Redundancy law has moved on considerably since the last economic
downturn and you will expose your business to expensive claims of
unfair dismissal and discrimination if you do not follow current
law and practice.
The compulsory dispute resolution regulations generally apply to
all dismissals including redundancies, except where the rules on
collective redundancies apply. If you do not follow the
minimum 3 step dismissal procedure the redundancy will therefore be
automatically unfair, where an employee has the requisite service,
and compensation can be increased by up to 50 per cent.
In brief the compulsory dismissal procedure requires:
Step 1 - The employer to write to the employee stating the
grounds for their proposed redundancy and to invite them to attend
a meeting to discuss the situation before a final decision is
taken.
Step 2 - Meeting.
Step 3 - Appeal.
Whenever a redundancy is proposed meaningful consultation must
take place, and should be capable of being shown to have taken
place, in order to avoid a negative outcome at the Employment
Tribunals. Two or more meetings will normally be required to
allow for meaningful consultation. The meetings should also
be used to explore the possibility of alternative employment which
is another crucial element that is required to achieve a fair
redundancy.
Employees have the right to make a reasonable request to be
accompanied by another employee or a trade union official of their
choice at the meetings. Companions do not have the right to
answer questions put to the employee but can otherwise take an
active role during a meeting. Compensation can be awarded
where the right is infringed.
In addition to complying with the compulsory dispute resolution
procedures an employer must be able to show that it acted
reasonably in all the circumstances (including its size and
administrative resources). Fair and objective criterion and a
consistent approach are key factors.

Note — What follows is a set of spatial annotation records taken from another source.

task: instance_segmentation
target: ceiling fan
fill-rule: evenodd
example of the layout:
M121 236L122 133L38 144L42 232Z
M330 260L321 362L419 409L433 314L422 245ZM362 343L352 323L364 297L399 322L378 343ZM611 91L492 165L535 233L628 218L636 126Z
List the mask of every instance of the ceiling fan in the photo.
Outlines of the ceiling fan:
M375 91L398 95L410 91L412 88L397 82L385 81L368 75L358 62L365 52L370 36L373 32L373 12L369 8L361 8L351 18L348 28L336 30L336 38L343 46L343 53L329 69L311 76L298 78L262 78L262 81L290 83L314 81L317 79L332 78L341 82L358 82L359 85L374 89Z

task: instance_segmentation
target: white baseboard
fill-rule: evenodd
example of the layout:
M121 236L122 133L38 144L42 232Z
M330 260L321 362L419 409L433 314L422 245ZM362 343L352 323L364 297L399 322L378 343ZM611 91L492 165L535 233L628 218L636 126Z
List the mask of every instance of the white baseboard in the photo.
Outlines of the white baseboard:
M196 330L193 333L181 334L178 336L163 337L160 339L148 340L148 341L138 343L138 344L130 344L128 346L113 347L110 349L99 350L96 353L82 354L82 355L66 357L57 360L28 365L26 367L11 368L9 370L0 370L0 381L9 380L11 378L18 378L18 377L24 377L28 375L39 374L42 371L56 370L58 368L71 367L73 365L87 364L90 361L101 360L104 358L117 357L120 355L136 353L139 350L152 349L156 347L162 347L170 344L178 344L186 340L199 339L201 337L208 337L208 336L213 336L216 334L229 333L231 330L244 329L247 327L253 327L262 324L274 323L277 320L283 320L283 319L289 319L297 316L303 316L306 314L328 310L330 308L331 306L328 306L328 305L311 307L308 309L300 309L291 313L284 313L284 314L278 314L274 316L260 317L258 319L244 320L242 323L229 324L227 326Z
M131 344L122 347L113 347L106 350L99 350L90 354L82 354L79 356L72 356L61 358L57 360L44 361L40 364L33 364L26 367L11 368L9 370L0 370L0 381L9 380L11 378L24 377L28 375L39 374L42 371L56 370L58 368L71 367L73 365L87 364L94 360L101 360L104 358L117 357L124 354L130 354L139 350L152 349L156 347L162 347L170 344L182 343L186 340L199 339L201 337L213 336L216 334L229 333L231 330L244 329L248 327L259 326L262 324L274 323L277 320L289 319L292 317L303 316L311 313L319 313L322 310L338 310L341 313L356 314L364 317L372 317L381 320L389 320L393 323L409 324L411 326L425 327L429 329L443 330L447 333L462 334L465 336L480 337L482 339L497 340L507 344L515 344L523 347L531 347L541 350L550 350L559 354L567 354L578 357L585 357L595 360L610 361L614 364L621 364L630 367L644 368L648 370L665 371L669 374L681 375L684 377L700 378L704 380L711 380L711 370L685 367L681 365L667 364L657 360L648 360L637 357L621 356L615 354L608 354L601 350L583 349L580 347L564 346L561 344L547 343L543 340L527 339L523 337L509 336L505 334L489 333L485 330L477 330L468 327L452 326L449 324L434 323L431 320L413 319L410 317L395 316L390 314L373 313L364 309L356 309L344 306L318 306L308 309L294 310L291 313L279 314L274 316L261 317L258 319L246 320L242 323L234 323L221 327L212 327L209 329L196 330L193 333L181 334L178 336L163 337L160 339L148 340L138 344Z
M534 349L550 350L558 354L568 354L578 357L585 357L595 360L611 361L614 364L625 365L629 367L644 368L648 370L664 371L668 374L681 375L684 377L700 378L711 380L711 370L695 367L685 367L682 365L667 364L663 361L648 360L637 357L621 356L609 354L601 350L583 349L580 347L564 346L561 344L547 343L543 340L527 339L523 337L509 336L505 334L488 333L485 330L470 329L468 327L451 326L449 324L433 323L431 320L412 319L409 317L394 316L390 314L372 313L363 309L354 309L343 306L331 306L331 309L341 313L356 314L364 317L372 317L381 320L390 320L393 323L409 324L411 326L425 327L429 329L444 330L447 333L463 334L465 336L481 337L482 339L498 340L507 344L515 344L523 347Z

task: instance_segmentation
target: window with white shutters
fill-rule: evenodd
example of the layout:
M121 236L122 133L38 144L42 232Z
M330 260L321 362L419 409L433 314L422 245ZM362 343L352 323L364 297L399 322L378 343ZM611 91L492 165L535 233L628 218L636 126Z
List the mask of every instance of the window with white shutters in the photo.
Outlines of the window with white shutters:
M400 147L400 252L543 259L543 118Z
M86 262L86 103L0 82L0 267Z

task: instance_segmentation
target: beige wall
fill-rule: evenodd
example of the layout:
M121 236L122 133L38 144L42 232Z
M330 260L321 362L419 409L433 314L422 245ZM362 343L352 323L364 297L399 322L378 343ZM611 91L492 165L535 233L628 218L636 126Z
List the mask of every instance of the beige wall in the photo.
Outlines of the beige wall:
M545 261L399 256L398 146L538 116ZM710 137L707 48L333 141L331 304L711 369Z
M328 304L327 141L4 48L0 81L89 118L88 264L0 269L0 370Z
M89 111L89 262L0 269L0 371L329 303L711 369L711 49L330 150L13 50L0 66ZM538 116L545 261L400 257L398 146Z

A paper trail that
confirms what an employer did is normally crucial to defending a
claim.
Where an employee is selected as being potentially redundant,
subject to consultation, after the employer has applied its
objective criterion to the pool of staff that were at risk,
difficult questions often arise about how much information should
be disclosed to the employee to explain their
selection.
Based on recent case decisions my advice in such situations
is:
- Enclose details of the individual’s own scores with the Step 1
letter
- Enclose a schedule of the other pool employees’ total scores
but on an anonymised basis with the Step 1 letter.

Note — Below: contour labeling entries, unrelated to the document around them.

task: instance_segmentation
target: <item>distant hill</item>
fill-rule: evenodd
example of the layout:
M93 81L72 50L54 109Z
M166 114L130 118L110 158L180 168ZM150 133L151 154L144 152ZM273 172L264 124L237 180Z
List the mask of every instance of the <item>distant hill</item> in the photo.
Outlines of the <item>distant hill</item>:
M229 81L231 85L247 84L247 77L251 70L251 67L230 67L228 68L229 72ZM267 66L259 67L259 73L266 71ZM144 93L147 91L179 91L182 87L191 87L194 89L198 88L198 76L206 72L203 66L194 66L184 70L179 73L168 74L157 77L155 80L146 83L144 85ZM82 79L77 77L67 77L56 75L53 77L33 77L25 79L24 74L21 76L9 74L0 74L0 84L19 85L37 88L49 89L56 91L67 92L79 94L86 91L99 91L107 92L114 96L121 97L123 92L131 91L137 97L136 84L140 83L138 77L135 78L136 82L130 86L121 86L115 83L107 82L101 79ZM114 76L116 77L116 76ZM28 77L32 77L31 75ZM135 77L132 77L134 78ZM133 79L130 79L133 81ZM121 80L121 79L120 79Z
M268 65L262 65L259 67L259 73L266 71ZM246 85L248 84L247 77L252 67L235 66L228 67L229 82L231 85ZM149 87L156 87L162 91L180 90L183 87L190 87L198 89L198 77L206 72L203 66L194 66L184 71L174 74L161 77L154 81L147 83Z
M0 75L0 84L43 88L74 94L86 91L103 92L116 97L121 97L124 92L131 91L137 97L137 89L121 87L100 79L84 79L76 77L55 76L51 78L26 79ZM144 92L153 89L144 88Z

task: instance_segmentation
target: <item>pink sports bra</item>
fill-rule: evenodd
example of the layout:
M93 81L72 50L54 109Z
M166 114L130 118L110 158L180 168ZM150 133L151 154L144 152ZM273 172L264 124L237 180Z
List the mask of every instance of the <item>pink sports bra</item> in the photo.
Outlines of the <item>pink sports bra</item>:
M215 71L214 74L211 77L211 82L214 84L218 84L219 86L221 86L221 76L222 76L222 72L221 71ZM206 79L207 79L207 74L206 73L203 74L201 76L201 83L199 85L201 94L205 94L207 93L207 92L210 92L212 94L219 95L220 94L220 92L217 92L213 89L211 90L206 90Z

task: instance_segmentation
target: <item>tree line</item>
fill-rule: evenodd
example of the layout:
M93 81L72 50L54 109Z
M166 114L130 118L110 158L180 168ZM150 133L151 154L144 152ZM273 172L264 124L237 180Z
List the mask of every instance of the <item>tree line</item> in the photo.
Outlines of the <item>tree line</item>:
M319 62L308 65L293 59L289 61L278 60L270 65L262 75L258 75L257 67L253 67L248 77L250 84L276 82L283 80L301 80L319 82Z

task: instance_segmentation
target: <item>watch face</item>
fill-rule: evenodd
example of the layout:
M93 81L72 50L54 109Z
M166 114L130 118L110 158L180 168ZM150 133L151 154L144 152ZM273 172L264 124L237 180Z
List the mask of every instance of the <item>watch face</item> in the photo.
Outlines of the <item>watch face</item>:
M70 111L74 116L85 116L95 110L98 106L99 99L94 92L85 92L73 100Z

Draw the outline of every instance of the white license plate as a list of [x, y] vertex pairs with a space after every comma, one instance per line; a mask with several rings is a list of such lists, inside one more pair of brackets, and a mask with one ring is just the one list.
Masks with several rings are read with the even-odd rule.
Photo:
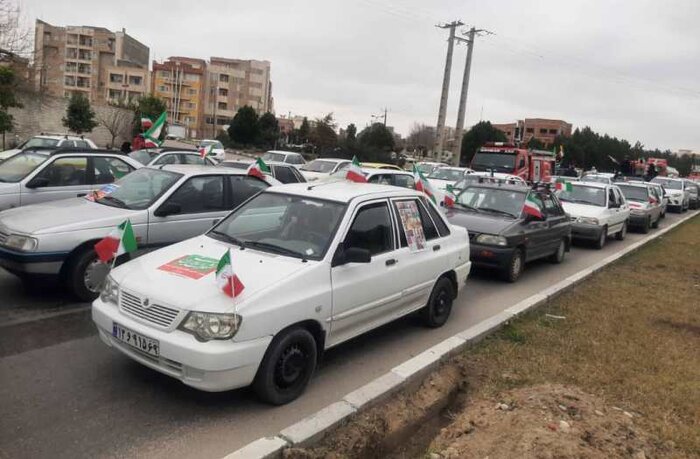
[[112, 336], [122, 343], [126, 343], [134, 349], [138, 349], [148, 355], [152, 355], [153, 357], [160, 356], [160, 343], [158, 343], [157, 339], [146, 338], [116, 322], [112, 323]]

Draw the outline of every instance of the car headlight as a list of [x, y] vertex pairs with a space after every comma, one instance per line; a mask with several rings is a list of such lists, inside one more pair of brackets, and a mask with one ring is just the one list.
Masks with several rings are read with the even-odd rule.
[[5, 239], [5, 247], [9, 247], [15, 250], [21, 250], [23, 252], [32, 252], [36, 250], [39, 245], [39, 241], [33, 237], [22, 236], [21, 234], [10, 234]]
[[100, 299], [105, 303], [117, 304], [119, 301], [119, 284], [112, 279], [111, 275], [108, 275], [105, 279], [104, 284], [102, 284], [102, 291], [100, 292]]
[[578, 223], [585, 223], [586, 225], [598, 225], [598, 219], [593, 217], [578, 217], [576, 219]]
[[241, 326], [238, 314], [213, 314], [192, 311], [178, 327], [191, 333], [197, 341], [231, 339]]
[[500, 245], [501, 247], [508, 245], [506, 238], [493, 234], [480, 234], [476, 237], [476, 242], [479, 244]]

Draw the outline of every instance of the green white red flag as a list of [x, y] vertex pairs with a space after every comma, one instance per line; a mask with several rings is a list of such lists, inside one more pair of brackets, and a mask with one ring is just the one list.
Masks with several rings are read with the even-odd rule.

This is slightly more cautious than the cases suggest but should
provide you with substantial protection and has the benefit of
allowing for any scoring mistakes to be picked up during the
consultation stage rather than at the Employment Tribunals.
The legal landscape looks set to change on 6 April 2009.
The compulsory dispute resolution regulations will probably be
abolished that day and be replaced by a new Acas Code of
Practice. The draft Acas Code of Practice applies to
disciplinary and grievance procedures only and redundancy and fixed
term contracts are stated as being beyond its scope. The
extent to which Employment Tribunals apply the principles in the
current procedures to redundancies from 6 April 2009 remains to be
seen but is likely to be significant.